At trial on the claim of breach of fiduciary duty, the appellants would bear the burden of production to show that MK Real Estate breached its fiduciary duty of loyalty, good faith, and disclosure, and that the breach was the proximate cause of damages to the appellants. See, e.g., Clarke v. Hartley (1982), 7 Ohio App.3d 147, 454 N.E.2d 1322. Appellants would, on their tortious-interference claim, have to show that MK Real Estate knew of the existence of a business relationship or contract among the appellants, and that, without privilege to do so, procured a contractual breach resulting in damages to the appellants. See, e.g., Brookside Ambulance, Inc. v. Walker Ambulance service (1996), 112 Ohio App.3d 150, 155-156, 678 N.E.2d 248, 252.
In accordance with the burden on a moving party identified in Dresher v. Burt, 75 Ohio St.3d at 293, 662 N.E.2d at 274, the MK Real Estate appellees asserted, inter alia, that they breached no fiduciary duty toward Anginoli and Bolling, and further asserted, as did the Benenson appellees, that appellants incurred no demonstrable injury from any alleged breach of a fiduciary duty or interference in the sale of unit 4500.
The appellants then identified the following evidence of record to sustain their reciprocal burden of producing evidence. See Civ.R. 56(C); Dresher v. Burt; see Mitseff v. Wheeler, 38 Ohio St.3d at 115, 526 N.E.2d at 801. The record reflects that, in June 1995, appellants Anginoli and Bolling entered into an Exclusive Right to Sell Agreement with Re/Max and the MK Real Estate appellees. This agreement permitted MK Real Estate to place unit 4500 on the market and to show it for sale on behalf of Anginoli and Bolling. Appellants Riley and Granger had entered into a contract for the purchase of unit 4500 from Anginoli and Bolling on or about June 18, 1995. The MK Real Estate appellees knew of the existence of this contract. Instead of assisting in the performance of the contract, they encouraged Riley and Granger to look at other units in the building, including the more expensive unit 9500. They offered Riley and Granger a "trial run" stay in unit 9500.
We agree with appellants that the aggressive efforts of the MK Real Estate appellees to sell unit 9500 to Riley and Granger raise genuine issues of material fact as to whether they breached their fiduciary duty of loyalty to Anginoli and Bolling.
Nonetheless, to withstand summary judgment, appellants must present evidence from which, at the very least, it can be inferred that any breach of duty or interference was the proximate cause of the failure of the contract for the purchase of unit 4500. Here, the evidence, including the statement of appellant Riley, a licensed real estate agent, establishes that it was the failure of Granger and Riley to obtain a buyer for their Walsh Road property that prevented performance under the contract.
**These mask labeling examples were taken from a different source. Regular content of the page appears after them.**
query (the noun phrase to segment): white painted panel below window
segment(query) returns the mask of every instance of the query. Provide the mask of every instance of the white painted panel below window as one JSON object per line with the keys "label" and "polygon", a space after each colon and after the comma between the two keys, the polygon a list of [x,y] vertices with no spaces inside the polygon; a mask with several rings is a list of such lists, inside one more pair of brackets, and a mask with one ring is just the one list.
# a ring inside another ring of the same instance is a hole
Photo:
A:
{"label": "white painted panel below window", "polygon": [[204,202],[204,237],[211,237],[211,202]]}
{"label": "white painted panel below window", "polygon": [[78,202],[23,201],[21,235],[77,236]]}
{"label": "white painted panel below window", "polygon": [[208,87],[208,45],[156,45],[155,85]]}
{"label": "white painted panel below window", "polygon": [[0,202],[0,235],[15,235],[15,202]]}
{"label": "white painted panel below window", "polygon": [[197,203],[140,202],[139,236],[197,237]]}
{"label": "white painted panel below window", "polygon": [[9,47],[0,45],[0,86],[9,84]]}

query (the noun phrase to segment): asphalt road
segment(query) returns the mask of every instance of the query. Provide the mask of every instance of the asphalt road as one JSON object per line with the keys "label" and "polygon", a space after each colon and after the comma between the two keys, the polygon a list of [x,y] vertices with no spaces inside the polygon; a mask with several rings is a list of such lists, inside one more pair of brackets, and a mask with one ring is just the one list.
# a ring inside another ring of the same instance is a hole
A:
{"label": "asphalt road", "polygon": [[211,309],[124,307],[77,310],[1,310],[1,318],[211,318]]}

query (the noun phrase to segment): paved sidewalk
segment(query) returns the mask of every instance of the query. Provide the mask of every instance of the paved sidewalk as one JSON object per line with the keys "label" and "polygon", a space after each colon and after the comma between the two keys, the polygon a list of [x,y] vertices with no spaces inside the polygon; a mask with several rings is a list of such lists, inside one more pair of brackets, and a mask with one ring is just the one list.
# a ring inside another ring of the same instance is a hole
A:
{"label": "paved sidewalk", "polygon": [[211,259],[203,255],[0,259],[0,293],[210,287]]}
In light of this unrebutted statement, there is no genuine issue of material fact remaining to be litigated as to whether the MK Real Estate appellees' possible breach of fiduciary duty proximately caused the failure of the contract — an essential element of the appellants' claims.
As in the discussion of the second assignment of error, the appellants have not shown the existence of a genuine issue of material fact as to whether any of the acts of MK Real Estate resulted in damages to the appellants — essential elements of each of the appellants' claims. See Civ.R. 56(C); Dresher v. Burt. Neither is there a genuine issue of material fact from which it can be inferred that the appellees' conduct was so outrageous as to create a triable issue of fact on appellants' claim of intentional infliction of emotional distress. See Yeager v. Local Union 20, (1983), 6 Ohio St.3d 369, 374, 453 N.E.2d 666, 671. The third assignment of error is overruled.
Therefore, the judgment of the trial court is affirmed.
Judgment affirmed. Gorman, P.J., Painter and Sundermann, JJ.